There are many healthcare disparities facing rural communities, and it's a sizable problem. About 60 million people, or 1 in 5 Americans, live in rural America. In the U.S., 80% of rural counties lack a sufficient number of primary care providers, according to the National Rural Health Association’s policy institute.

"Ten percent of all rural counties have zero health care provider. Most rural counties may have some resources but they may not be the highest quality because those providers are overworked," Schneider noted. 

She notes that improving rural healthcare is "personal" for her as she grew up in the small town of Winona, Minnesota. She was diagnosed with Type 1 diabetes at a young age and experienced firsthand the lack of primary and specialty care that millions of families across rural America deal with every day. 

"This is my family; these are my aunts and uncles that we're in Minnesota taking care of," she said.

The company has seen rapid growth in just two years with more than 28,000 covered lives in counties in Minnesota and Michigan.

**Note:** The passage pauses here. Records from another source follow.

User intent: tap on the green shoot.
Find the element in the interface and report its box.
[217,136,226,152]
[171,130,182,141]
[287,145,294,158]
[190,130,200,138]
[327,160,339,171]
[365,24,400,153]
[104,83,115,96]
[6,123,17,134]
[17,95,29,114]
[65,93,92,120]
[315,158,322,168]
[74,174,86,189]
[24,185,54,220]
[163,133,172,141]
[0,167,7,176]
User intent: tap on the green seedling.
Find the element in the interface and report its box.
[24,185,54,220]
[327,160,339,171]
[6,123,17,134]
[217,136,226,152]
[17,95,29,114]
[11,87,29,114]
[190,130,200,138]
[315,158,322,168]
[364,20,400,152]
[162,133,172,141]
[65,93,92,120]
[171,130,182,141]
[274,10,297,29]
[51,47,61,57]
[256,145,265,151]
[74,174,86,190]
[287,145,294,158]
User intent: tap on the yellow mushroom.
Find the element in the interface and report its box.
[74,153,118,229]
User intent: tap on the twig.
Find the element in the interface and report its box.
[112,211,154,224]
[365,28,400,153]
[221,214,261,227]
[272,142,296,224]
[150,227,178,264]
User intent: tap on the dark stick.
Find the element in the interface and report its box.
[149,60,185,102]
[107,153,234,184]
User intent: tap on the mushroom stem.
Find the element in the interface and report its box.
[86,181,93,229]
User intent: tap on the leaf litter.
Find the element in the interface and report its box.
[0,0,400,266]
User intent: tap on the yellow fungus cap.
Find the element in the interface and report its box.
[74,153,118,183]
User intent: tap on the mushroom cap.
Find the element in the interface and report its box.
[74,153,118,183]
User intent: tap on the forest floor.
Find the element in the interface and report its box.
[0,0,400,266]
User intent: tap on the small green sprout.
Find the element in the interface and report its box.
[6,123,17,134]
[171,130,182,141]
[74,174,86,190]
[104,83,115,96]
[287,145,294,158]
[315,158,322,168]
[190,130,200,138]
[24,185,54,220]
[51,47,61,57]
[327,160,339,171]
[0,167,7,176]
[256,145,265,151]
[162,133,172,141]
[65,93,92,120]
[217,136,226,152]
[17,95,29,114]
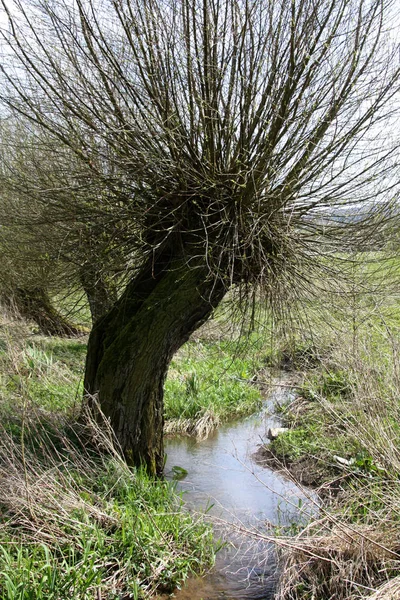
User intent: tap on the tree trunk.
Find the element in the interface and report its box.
[79,264,117,323]
[85,261,225,475]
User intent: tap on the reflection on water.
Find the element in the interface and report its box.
[162,387,316,600]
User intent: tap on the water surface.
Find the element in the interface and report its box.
[166,385,312,600]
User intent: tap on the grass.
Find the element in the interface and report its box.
[165,333,265,437]
[0,406,213,600]
[260,258,400,600]
[0,308,214,600]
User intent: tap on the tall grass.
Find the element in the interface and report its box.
[0,400,213,600]
[262,264,400,600]
[0,314,214,600]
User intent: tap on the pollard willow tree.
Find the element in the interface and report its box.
[1,0,399,473]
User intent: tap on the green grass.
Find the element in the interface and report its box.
[0,316,214,600]
[165,341,262,421]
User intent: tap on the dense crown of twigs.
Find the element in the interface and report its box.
[0,0,400,296]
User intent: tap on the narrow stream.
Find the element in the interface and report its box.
[166,385,313,600]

By comparison, Iora Health, a value-based primary care group established in 2020, had 38,000 Medicare patients at the time of its acquisition by One Medical.

"The evolution of our business also continues to incentivize us to improve outcomes in rural geographies at a very exaggerated and differential scale of the number of lives that we're responsible for," Schneider said.


Social and community impact standards
 

Homeward's B Corp certification ties in with its ongoing evolution to addressing population health across rural geographies.

In order to earn certification, a company must demonstrate high social and environmental performance by achieving a B Impact Assessment score of 80 or above and passing B Labs' risk review. The B Impact Assessment examines a company's impact on their workers, community, environment and customers.

Companies aiming for B Corp status also must make a legal commitment by changing their corporate governance structure to be accountable to all stakeholders, not just shareholders, and achieve benefit corporation status, which Homeward already achieved.

These companies also must exhibit transparency by allowing information about their performance measured against B Labs' standards to be publicly available.

Homeward executives said the company earned B Corp certification due to a number of factors including its impact to members by connecting them to high-quality local clinical and nonclinical resources and addressing social determinants of health.

Homeward strives to hire employees, support local suppliers and provide charitable donations within the rural communities it serves. In addition, 100% of Homeward Health employees are paid a living wage, receive equity grants, are eligible to participate in a retirement plan match program and are offered a comprehensive benefits package including health coverage.   

Homeward also has made a commitment to hiring a diverse workforce, with more than 30% of employees identifying as racial or ethnic minorities and over half of all employees and managers identifying as women.